Validation Loss decreasing slightly

Dear All,

I am training my network, I can figure out that I am not overfitting as the validation loss can still decrease as well as the training loss.

However, I see that after training for a while, the validation loss decreases slightly maybe every 11 -12 epochs, at some point I say that it will become steady, however, I can see that it still decreases but then it need long time ( 12 epoch) to decrease.

I wonder why it does not keep decreasing steadily as in the beginning of the epochs or even start to increase which means I started to overfit because then I can not decide on the number of epochs I should train for. Is that a problem with the optimizer learning rate, as I am not using a decayer for the learning rate and just keeping it fixed?

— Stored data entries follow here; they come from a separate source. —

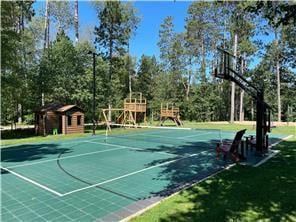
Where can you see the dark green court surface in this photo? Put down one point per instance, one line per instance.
(99, 179)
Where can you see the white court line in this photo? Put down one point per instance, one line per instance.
(184, 137)
(129, 147)
(33, 182)
(126, 175)
(150, 127)
(120, 147)
(67, 157)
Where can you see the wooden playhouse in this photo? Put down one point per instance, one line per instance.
(56, 118)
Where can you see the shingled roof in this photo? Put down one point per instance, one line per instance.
(57, 107)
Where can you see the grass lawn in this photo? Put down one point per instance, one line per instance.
(242, 193)
(27, 136)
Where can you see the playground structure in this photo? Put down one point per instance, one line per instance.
(170, 112)
(229, 70)
(134, 110)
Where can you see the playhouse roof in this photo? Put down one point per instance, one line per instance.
(57, 107)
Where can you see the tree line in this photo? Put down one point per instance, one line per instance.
(41, 64)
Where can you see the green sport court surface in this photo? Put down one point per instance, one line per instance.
(105, 179)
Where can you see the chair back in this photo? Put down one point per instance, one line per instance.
(237, 140)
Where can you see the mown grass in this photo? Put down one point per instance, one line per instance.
(242, 193)
(28, 136)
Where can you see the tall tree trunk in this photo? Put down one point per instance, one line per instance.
(46, 42)
(188, 84)
(203, 62)
(232, 83)
(278, 77)
(110, 70)
(76, 22)
(242, 92)
(46, 26)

The plot of the validation loss looks like that

this just reflects that gradients and optimizer steps from training become smaller. and the “noise” is obviously from suboptimal stochastic steps in parameter space w.r.t. validation set.

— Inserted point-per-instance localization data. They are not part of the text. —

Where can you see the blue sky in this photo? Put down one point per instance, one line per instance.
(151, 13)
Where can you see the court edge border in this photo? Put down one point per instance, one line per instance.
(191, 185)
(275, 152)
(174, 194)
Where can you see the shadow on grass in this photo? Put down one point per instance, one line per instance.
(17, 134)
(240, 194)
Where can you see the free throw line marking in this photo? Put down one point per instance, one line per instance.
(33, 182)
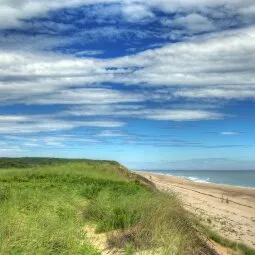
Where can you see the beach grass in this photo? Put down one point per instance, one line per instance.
(44, 208)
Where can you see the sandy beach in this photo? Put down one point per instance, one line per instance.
(229, 210)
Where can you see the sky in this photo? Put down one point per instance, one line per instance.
(153, 84)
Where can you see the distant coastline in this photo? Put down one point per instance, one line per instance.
(229, 209)
(236, 178)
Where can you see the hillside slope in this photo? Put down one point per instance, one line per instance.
(45, 209)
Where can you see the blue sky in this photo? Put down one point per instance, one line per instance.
(153, 84)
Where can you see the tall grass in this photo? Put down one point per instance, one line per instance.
(43, 211)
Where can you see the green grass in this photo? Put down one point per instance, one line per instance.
(44, 208)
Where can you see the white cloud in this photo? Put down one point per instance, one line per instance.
(89, 52)
(12, 12)
(145, 113)
(40, 123)
(137, 12)
(230, 133)
(183, 115)
(89, 96)
(227, 60)
(194, 23)
(111, 133)
(221, 93)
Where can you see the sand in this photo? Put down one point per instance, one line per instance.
(229, 210)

optimizer tuning would maybe achieve faster training loss convergence, and would affect a validation loss graph indirectly. OTOH, big steps may lead to solutions that generalize worse.

@googlebot Thanks a lot for your response.

But, sorry I have not got it clearly. So, do you recommend decreasing the learning rate after a few epochs or increase it?

LR increase by epoch is usually only done as “warmup” for optimizers that collect gradient stats, like adam. And I’m not sure if LR decrease is warranted with that graph. So, in this specific case, overall LR increase can maybe reach same training loss in less epochs, but adding a LR decay scheduler may be advisable (depends on optimizer too).

It is hard to say how to schedule LR optimally - some people even do hyperoptimization runs to find that.

But my point was, your validation graph is fine if the slowdown just reflects slowdown on a training graph. As for reasoning about overfit, you kinda have to “smooth” plot points one way or the other, as the volatility is inherent.